Scout’s family was also tasked with doing exercises at home, providing a cart that allows him to run outside, and finding new ways to spend time together and keep him mentally stimulated.
As time went on, Scout’s weakness progressed and by February 2023, he could no longer stand or walk on his own. He transitioned from doing both land and water exercises to only using the underwater treadmill, which provides both strength training and cardiac conditioning.
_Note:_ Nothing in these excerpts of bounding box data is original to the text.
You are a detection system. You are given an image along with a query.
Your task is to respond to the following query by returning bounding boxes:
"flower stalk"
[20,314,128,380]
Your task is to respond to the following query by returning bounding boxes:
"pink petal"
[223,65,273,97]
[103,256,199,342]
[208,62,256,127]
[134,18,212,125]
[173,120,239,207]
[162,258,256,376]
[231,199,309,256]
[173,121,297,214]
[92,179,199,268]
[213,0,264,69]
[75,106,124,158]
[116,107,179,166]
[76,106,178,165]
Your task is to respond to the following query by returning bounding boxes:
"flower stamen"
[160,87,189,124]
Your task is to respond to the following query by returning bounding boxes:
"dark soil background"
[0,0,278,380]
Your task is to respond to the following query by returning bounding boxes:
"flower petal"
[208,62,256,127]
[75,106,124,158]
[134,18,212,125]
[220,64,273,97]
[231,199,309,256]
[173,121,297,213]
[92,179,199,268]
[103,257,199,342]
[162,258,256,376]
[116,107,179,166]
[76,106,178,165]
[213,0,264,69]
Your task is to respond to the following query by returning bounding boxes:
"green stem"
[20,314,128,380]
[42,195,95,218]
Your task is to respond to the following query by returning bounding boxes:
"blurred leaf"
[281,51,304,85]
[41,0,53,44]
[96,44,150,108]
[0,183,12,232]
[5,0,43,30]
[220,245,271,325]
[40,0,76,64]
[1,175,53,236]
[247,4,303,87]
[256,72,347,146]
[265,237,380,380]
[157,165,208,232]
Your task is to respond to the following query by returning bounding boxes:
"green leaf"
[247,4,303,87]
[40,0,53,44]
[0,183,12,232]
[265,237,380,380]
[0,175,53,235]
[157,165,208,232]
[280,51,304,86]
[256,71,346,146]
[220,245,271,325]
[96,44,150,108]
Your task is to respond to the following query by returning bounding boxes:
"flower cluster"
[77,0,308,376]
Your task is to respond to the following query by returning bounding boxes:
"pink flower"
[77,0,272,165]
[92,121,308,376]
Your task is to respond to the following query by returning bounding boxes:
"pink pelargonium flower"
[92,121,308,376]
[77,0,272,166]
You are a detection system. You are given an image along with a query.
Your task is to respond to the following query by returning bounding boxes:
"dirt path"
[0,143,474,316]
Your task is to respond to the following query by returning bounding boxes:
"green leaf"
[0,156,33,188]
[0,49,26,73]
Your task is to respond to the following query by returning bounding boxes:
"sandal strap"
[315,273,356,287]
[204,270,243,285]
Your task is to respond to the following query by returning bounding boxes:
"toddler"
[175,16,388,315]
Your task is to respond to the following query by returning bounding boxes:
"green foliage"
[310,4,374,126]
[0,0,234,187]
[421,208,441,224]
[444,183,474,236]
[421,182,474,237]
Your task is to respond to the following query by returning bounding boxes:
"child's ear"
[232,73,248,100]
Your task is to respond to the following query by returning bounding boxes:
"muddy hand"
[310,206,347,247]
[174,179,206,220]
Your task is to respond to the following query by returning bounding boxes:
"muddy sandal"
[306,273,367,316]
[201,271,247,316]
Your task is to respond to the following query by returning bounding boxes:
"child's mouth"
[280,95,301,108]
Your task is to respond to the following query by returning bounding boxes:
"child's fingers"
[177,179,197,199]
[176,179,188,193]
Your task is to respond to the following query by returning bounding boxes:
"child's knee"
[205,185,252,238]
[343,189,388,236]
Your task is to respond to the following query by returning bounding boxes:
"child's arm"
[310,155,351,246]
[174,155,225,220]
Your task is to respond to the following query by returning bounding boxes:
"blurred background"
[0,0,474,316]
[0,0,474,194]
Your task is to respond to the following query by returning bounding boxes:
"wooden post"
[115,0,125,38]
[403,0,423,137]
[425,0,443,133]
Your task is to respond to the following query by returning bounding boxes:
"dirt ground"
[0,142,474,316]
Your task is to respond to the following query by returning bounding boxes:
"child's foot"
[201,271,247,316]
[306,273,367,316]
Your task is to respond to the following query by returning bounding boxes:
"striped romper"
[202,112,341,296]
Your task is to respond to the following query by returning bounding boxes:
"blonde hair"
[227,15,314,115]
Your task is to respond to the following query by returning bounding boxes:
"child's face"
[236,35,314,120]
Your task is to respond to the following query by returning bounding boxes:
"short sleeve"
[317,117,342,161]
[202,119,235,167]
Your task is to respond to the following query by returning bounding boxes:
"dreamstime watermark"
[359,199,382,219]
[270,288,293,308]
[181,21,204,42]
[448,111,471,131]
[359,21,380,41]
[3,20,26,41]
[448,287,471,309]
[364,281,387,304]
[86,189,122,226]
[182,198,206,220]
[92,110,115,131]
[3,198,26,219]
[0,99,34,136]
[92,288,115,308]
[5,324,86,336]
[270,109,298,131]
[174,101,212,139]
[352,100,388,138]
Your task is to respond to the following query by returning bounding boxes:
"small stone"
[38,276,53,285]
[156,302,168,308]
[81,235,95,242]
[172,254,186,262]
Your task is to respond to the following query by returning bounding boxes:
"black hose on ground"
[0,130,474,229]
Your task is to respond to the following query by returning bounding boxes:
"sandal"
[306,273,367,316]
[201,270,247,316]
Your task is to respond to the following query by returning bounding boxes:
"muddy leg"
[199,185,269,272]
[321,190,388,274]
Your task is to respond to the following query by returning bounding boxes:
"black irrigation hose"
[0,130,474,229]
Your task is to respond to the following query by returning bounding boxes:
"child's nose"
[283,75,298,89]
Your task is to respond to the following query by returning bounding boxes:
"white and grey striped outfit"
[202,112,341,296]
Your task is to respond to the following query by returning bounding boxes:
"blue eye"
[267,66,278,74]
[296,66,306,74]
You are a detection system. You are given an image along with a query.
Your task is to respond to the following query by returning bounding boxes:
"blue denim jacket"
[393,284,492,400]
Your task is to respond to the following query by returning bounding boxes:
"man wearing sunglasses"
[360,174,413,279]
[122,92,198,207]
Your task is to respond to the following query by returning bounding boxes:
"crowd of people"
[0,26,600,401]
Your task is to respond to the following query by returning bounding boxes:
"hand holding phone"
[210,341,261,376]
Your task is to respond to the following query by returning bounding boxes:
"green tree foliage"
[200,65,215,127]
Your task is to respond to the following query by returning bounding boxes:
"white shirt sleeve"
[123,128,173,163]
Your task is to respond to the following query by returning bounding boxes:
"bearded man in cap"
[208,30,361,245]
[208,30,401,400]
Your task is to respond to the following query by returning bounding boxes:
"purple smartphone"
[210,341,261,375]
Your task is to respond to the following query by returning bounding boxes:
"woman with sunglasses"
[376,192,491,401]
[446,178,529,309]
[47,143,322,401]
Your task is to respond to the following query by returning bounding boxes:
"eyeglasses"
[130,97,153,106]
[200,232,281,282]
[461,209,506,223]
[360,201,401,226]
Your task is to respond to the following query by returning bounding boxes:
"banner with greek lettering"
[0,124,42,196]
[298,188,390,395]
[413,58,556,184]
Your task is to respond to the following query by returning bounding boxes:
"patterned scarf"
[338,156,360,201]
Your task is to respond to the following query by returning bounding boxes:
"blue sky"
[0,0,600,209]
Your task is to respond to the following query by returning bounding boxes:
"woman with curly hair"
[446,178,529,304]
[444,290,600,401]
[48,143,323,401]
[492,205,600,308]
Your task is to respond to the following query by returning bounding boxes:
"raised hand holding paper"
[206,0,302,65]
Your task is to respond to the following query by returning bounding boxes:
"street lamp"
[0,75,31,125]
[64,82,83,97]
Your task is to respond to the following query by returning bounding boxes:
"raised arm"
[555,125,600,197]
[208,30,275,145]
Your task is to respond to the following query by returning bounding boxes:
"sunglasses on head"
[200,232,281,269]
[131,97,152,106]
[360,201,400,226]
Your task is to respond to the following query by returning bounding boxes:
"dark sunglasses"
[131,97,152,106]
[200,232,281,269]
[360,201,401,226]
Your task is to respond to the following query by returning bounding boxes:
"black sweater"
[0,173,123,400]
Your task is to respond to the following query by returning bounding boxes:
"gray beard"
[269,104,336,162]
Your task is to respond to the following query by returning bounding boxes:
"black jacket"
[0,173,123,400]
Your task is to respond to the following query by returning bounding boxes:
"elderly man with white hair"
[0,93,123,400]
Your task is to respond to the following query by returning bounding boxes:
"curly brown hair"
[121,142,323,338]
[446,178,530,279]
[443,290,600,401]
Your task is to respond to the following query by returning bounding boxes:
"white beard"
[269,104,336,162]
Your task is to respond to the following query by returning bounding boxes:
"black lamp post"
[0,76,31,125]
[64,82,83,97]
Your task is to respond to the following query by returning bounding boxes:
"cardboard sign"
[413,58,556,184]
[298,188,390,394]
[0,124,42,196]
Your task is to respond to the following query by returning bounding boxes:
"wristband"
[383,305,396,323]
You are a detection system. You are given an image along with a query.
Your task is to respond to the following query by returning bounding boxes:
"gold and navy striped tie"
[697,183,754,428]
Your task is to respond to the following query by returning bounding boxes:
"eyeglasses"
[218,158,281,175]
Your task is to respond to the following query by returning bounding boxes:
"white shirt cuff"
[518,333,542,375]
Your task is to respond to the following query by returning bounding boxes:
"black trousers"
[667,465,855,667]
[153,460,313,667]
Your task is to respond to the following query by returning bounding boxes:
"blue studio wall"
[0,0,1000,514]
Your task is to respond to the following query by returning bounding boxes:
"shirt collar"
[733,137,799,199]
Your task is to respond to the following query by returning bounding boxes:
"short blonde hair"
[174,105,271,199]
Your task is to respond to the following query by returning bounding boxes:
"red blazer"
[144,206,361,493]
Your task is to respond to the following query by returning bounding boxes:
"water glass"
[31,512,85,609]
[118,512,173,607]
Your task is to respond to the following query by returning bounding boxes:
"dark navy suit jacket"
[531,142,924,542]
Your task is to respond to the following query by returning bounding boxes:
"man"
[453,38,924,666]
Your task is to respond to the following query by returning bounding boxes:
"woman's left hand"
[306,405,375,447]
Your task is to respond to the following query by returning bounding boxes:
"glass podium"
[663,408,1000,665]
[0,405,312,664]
“Scout is a very independent, active dog, and the underwater treadmill gives him a place where he can run without help,” Jerzyk said. “The water holds his weight up and supports his back end, and he flat out runs. He’s as fast as the agility dogs that come to use the underwater treadmill.”
Scout’s twice-a-week underwater treadmill appointments also help maintain his cardiac function, which tends to decrease as dogs become less active, leaving them feeling tired and depressed.
“He’s still able to do something that he really loves to do, which definitely improves his quality of life,” Jerzyk said. “The pressure exerted by the water also helps disperse inflammation out of his tissues and muscles, and that makes him feel better as well.”
Focusing On What’s Important
More than 14 months after his diagnosis, Scout continues to be a happy dog and looks forward to his rehab appointments at Texas A&M.
“When Scout first came, he wasn’t a giant fan of rehab,” Jerzyk said. “But soon he settled into the water and now he literally drags us to the underwater treadmill and climbs straight in.
“I love his big personality. He really commands a room when he walks in,” she said. “He’s the second dog we have right now that is past their expected lifespan from when they were diagnosed. I guarantee this dog is going to surprise us all, and part of it is because of that big personality.”
Scout may not be moving as quickly or independently as he used to, but his rehabilitation at the SATH has given him and his family many more months of quality time together.
“Our goal with rehab is not about curing the disease — it’s about helping this dog spend as much quality time with his family as he can,” Jerzyk said. “He’s still very mentally alert. You can’t judge him by his function right now; you have to judge him by his quality of life, and he definitely has that.”
For the Perry family, every additional day with Scout is a gift.
“He’s still Scout and he’s happy — that’s the most important thing for us,” Sydney said. “We’re so grateful to Dr. (Daniel) Eckman, Sherri, and Heidi (Gaddis, SATH administrative associate) for giving us this extra time with him. We have had so much more time because of what they’ve done for him here.”